When it comes to ‘Myth’ – especially as told through symbols – there are visual clues in my novel that I hope speak in shorthand to the subconscious. There are also certain ‘archetypes’ present, whereby some characters may embody particular qualities, such as altruism or fanaticism, or the role of the ‘wounded healer.’

In terms of the classic mythical plot of the hero’s journey, each protagonist in Bone Lines is on their own particular quest and while reading Green Man Dreaming, I realised that many of the trials they undergo constitute a form of initiation. Indeed, the entire prehistoric narrative is, in effect, a rite of passage and a vision quest into becoming a fully-fledged shaman. And, perhaps, for both characters, the journey is about becoming more fully, fearlessly ‘human’?

THE ARCHIVE OF DNA

So what of ‘Memory’ in Bone Lines? Well, there’s obviously a strong undertow in terms of how the past shapes both the present and the future. Memory is key both in how it influences the characters – and how it is passed on.

In prehistory, this is via oral traditions and learning through rote or ritual. There’s also some early experimentation with art and cave drawing. In the modern story there’s the sense of a canon of recorded knowledge, but also the ritual of capturing our personal memories in photography. In both narratives, however, the sense of ‘received’ memory and knowledge is key, whether through intuition, fractal patterns, or through our cells.

Of course, we know now that DNA is the most proficient form of physical memory imaginable. Its ability to store, pass on or ‘upgrade’ information is staggering, and its potential is still being unravelled. Indeed there’s a whole field of research into epigenetics, by which chemical tags direct the expression of our genes – and it’s now understood that emotional memory such as trauma, can be inherited in this way. It really is a brave new (and old) world out there (and within).

WHERE NEXT?

Ultimately, I hope that with Bone Lines I have worked with Imagination, Myth and Memory in a way creates a sense of hope, despite the warnings from both history and science as to our impact on each other and on the living world.

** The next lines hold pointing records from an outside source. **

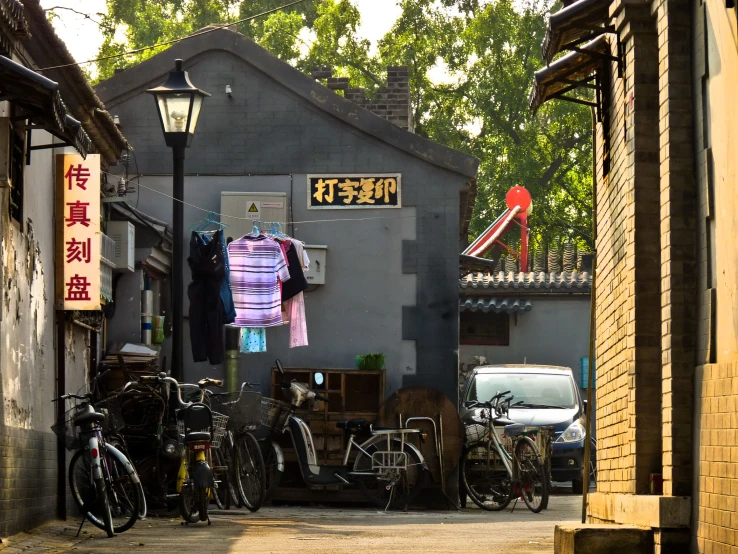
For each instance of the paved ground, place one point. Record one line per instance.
(318, 529)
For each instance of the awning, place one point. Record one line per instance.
(496, 305)
(571, 26)
(39, 99)
(568, 73)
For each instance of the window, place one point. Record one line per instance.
(484, 328)
(17, 165)
(532, 388)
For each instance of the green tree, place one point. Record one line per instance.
(489, 51)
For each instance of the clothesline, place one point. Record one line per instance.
(291, 222)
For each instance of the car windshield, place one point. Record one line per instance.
(539, 389)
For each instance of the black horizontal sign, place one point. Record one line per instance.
(380, 190)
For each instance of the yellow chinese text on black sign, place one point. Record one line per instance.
(380, 190)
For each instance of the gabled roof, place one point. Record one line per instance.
(578, 22)
(150, 73)
(47, 50)
(564, 282)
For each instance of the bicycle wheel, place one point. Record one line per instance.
(231, 460)
(89, 494)
(531, 475)
(123, 494)
(393, 486)
(220, 471)
(485, 477)
(189, 505)
(272, 473)
(250, 463)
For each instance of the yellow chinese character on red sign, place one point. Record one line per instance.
(366, 194)
(348, 190)
(321, 186)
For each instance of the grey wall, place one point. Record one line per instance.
(392, 284)
(554, 332)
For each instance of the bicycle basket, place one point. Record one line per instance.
(220, 421)
(274, 413)
(66, 431)
(111, 407)
(243, 410)
(476, 432)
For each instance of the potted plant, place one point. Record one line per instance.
(370, 361)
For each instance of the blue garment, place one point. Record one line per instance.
(253, 339)
(225, 287)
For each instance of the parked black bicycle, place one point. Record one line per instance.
(103, 481)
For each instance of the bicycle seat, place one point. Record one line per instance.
(197, 436)
(514, 429)
(352, 425)
(89, 417)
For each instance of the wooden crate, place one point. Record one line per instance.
(352, 393)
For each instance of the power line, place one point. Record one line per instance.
(173, 41)
(249, 219)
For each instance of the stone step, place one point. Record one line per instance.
(603, 539)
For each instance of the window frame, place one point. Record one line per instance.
(490, 341)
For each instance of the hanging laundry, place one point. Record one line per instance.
(226, 295)
(256, 268)
(206, 308)
(298, 323)
(253, 339)
(297, 282)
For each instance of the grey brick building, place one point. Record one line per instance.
(43, 352)
(391, 275)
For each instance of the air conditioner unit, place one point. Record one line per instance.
(124, 235)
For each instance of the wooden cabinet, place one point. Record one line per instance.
(352, 393)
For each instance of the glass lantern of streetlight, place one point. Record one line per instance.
(178, 102)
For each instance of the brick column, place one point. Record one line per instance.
(678, 241)
(628, 246)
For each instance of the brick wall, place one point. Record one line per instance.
(628, 301)
(27, 479)
(391, 102)
(678, 241)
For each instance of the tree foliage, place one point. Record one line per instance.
(471, 65)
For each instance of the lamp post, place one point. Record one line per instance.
(178, 102)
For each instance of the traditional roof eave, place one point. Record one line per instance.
(39, 100)
(574, 24)
(149, 73)
(497, 305)
(48, 50)
(568, 72)
(495, 283)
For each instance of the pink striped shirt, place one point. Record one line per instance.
(257, 266)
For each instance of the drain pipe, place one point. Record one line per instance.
(592, 304)
(233, 336)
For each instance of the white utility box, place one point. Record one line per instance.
(317, 254)
(124, 235)
(252, 206)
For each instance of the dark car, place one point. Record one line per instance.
(551, 398)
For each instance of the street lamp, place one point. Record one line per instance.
(178, 102)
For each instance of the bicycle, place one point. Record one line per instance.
(492, 475)
(104, 484)
(240, 450)
(201, 430)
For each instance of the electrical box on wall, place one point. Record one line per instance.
(124, 235)
(250, 207)
(317, 254)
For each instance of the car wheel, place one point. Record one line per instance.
(577, 486)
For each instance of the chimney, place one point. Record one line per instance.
(391, 103)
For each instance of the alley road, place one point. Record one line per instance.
(319, 530)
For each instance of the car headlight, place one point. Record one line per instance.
(574, 433)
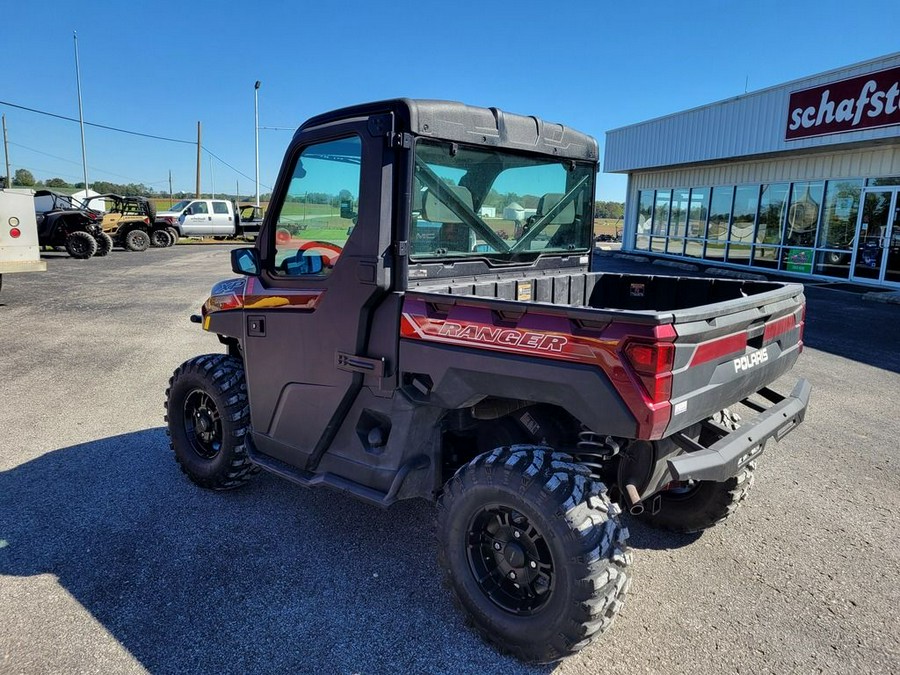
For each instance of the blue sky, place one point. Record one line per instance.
(160, 67)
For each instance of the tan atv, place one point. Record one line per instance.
(129, 221)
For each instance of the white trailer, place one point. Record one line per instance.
(19, 250)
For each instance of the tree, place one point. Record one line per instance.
(23, 178)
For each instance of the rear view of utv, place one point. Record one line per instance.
(442, 337)
(65, 222)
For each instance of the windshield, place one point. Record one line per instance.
(180, 206)
(481, 202)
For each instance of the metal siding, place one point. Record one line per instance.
(866, 163)
(750, 124)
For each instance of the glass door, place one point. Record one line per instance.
(878, 237)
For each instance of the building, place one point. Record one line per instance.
(802, 178)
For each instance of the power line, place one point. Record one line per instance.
(132, 133)
(99, 126)
(71, 161)
(232, 168)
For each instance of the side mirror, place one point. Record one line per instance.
(245, 261)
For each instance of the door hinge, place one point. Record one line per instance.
(359, 364)
(399, 140)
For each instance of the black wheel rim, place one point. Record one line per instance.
(78, 246)
(510, 560)
(202, 424)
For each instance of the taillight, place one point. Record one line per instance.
(652, 362)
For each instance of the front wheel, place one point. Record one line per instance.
(699, 506)
(104, 244)
(137, 240)
(533, 550)
(160, 238)
(81, 245)
(208, 419)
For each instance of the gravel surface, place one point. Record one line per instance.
(111, 561)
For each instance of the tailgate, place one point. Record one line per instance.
(724, 356)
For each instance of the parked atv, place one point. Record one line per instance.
(130, 222)
(403, 348)
(65, 222)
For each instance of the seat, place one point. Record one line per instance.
(452, 234)
(566, 235)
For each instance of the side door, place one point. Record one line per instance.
(222, 223)
(197, 218)
(310, 311)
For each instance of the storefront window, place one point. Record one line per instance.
(766, 256)
(697, 213)
(772, 208)
(803, 214)
(889, 181)
(660, 220)
(719, 219)
(743, 223)
(645, 217)
(678, 220)
(841, 209)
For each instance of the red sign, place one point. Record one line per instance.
(862, 102)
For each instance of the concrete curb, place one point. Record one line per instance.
(687, 267)
(734, 274)
(629, 256)
(890, 298)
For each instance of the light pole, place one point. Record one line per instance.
(256, 115)
(80, 116)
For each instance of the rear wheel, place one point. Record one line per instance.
(534, 551)
(160, 238)
(208, 420)
(81, 245)
(137, 240)
(104, 244)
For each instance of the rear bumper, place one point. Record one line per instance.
(728, 455)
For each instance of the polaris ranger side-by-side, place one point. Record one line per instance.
(418, 319)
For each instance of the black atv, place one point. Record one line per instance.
(66, 222)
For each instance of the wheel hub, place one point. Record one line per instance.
(510, 560)
(514, 554)
(202, 424)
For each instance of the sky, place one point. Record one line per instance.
(160, 67)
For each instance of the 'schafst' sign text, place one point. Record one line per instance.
(862, 102)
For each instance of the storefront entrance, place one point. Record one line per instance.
(877, 255)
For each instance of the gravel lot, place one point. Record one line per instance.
(111, 561)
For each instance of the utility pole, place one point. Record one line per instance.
(6, 153)
(197, 196)
(256, 114)
(80, 116)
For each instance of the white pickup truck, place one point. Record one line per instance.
(210, 218)
(19, 250)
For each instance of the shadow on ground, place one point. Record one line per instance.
(269, 578)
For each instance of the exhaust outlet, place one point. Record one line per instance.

I hope there is also – through the resolution of contraries – a lasting sense of the power and possibility of renewal.

So what does all this mean for book two? Well, here’s a hint, the notion of ‘storytelling’ will be key. There’s also a greater willingness to explore the darker heart of the hero’s journey and venture into ‘the underworld.’ Perhaps most of all, the experience of our Imagination, Myth & Memory event has been a vital reminder to trust my own intuition as a writer. Not to second guess under all the pressures of what musicians know well as that ‘difficult second album’ and to simply turn on the creative tap and let the river flow… wish me well.